Ce sont les médias qui grossissent à chaque fois les traits. Je précise constamment que mon travail ne traite pas des femmes musulmanes, mais plutôt des femmes iraniennes. Que ce soit dans une vidéo ou une photo, mon travail porte avant tout sur la société iranienne et l’expérience de ses femmes. Mon art est vu en Occident sous différents angles, tout dé- pend de la vision subjective de la personne qui regarde. Il y a ceux qui comprennent mon travail et qui en parlent dans une perspective historique, et ceux qui portent un regard stéréotypé et complètement faux. Si les gens s’intéressent à moi parce que je suis iranienne et qu’ils croient qu’ils vont pouvoir se déchaîner sur l’islam, ils font fausse route. C’est pour cette raison qu’il m’est impossible de synthétiser ces points de vue.
Shirin Neshat: Rapture, 1999 from InEnArt on Vimeo.
Tout compte fait, être artiste est vraiment fatigant…
Oui bien sûr, mais tout ça pour dire que je deale avec les différentes audiences qui approchent mon travail qui, de part sa nature, attire une grande audience. Et en fin de compte, chacun apporte à l’œuvre ce qu’il est, qu’il soit religieux, sécularisé, occidental ou oriental.
Vous nous direz que c’est l’envers du décor de la starification…
Je n’ai jamais cherché à plaire ou à avoir du succès, j’ai toujours fait les choses de manière simple, je ne suis pas une carriériste. Une fois que je termine un projet, je ne me dis pas “c’est quoi la prochaine étape pour réussir plus ?” Quand je m’engage dans un projet, ça me prend quelques années avant qu’il n’aboutisse. Mes projets sont organiques, aujourd’hui je suis en train de faire un film, après je réaliserai un opéra pour le festival Solsberg… Donc rien n’est calculé et ça vient presque par hasard.

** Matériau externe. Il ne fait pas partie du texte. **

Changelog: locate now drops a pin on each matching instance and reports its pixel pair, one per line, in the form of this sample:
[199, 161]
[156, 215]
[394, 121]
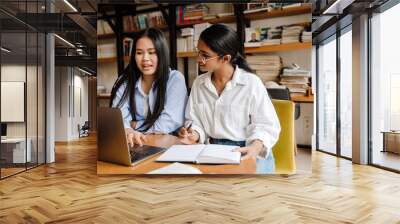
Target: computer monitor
[3, 129]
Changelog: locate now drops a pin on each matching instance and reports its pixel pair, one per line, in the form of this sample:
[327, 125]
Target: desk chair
[84, 130]
[283, 94]
[283, 150]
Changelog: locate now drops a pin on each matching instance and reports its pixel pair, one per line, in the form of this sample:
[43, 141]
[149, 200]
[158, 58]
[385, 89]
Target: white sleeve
[124, 106]
[264, 123]
[192, 114]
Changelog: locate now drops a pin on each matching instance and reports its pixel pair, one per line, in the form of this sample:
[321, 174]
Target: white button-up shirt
[243, 111]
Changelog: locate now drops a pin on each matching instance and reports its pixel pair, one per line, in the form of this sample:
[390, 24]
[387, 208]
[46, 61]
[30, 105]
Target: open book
[204, 154]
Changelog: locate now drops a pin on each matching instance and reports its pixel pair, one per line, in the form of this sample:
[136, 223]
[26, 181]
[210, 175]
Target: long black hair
[223, 40]
[132, 74]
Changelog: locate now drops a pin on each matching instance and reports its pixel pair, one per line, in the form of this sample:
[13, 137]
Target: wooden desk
[303, 99]
[104, 168]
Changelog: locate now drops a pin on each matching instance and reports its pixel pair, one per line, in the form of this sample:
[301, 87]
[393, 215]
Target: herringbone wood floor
[69, 191]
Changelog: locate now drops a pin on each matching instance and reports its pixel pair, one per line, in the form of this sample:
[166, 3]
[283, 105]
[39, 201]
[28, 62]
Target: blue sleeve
[124, 107]
[172, 117]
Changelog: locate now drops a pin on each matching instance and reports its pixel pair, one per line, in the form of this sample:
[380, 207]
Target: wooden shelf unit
[279, 12]
[303, 99]
[280, 47]
[262, 49]
[113, 59]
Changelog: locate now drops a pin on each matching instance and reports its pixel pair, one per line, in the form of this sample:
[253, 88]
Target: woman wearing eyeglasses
[151, 96]
[229, 104]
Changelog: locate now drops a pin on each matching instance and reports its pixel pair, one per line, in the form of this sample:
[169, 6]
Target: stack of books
[253, 37]
[106, 50]
[256, 7]
[306, 36]
[291, 34]
[267, 67]
[274, 36]
[103, 27]
[128, 44]
[191, 13]
[186, 40]
[198, 28]
[297, 80]
[143, 21]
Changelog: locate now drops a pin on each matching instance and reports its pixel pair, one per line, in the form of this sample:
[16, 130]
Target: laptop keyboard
[140, 153]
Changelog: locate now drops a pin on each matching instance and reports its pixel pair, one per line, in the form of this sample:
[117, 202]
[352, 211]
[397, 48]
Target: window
[346, 92]
[327, 96]
[385, 88]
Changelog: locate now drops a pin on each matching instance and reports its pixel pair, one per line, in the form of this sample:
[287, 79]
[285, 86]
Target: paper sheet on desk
[176, 168]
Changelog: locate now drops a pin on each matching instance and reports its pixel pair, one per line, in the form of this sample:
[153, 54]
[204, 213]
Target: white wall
[70, 84]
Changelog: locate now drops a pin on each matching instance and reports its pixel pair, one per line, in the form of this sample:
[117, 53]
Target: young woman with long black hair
[229, 104]
[151, 96]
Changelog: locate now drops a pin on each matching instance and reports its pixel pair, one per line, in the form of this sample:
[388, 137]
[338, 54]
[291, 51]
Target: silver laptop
[112, 145]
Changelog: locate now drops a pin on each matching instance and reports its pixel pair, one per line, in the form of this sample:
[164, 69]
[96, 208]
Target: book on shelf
[252, 38]
[103, 27]
[267, 67]
[198, 28]
[191, 13]
[225, 14]
[107, 50]
[128, 44]
[189, 31]
[296, 79]
[201, 154]
[142, 20]
[256, 7]
[306, 36]
[209, 16]
[291, 34]
[291, 5]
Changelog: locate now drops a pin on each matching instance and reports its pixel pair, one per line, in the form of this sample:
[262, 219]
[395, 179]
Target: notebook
[176, 168]
[202, 154]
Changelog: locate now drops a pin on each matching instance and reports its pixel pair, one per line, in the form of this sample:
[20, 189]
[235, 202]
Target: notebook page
[176, 168]
[181, 153]
[219, 154]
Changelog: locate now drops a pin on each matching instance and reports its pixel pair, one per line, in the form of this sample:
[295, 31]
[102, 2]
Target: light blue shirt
[171, 118]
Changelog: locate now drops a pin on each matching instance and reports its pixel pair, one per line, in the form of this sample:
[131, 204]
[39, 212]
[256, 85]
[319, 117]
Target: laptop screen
[3, 129]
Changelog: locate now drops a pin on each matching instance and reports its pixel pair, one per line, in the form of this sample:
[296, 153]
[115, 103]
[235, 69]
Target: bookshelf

Qu’ils soient poètes, cinéastes ou photographes, les artistes iraniens fascinent depuis des siècles. C’est dû à quoi à votre avis ?
L’Iran a toujours été une terre pour les artistes, intellectuels, cinéastes et scientifiques. Nous avons un passif historique assez prolifique et riche en créations. Pour les artistes contemporains, cet élan a quelque chose à voir avec notre situation politique. Je ne donne pas de crédit à l’oppression, mais on a une histoire politique assez difficile avec l’avènement de la révolution islamique et la censure qui s’en est suivie. À ce moment-là, les gens ont pris conscience de la dangerosité de la situation et réagi à travers la création. Donc, les situations politiques les plus difficiles peuvent aboutir à du grand art. Dans les pays occidentaux, les artistes pensent à leur carrière. Ils vont dans de grandes écoles, montrent par la suite leurs œuvres dans des galeries et ainsi de suite. En Iran, c’est différent, être artiste est un état de survie et de protestation. Il faut toujours trouver une solution pour être expressive. Less is more, à la manière de Abbas Kiarostami (dé- cédé en 2016, ndlr) qui est un grand cinéaste acclamé par le monde entier. Pourtant, ses films sont minimalistes et simples. C’est un mentor, car il a réussi à faire usage d’un langage artistique qui transcende la censure.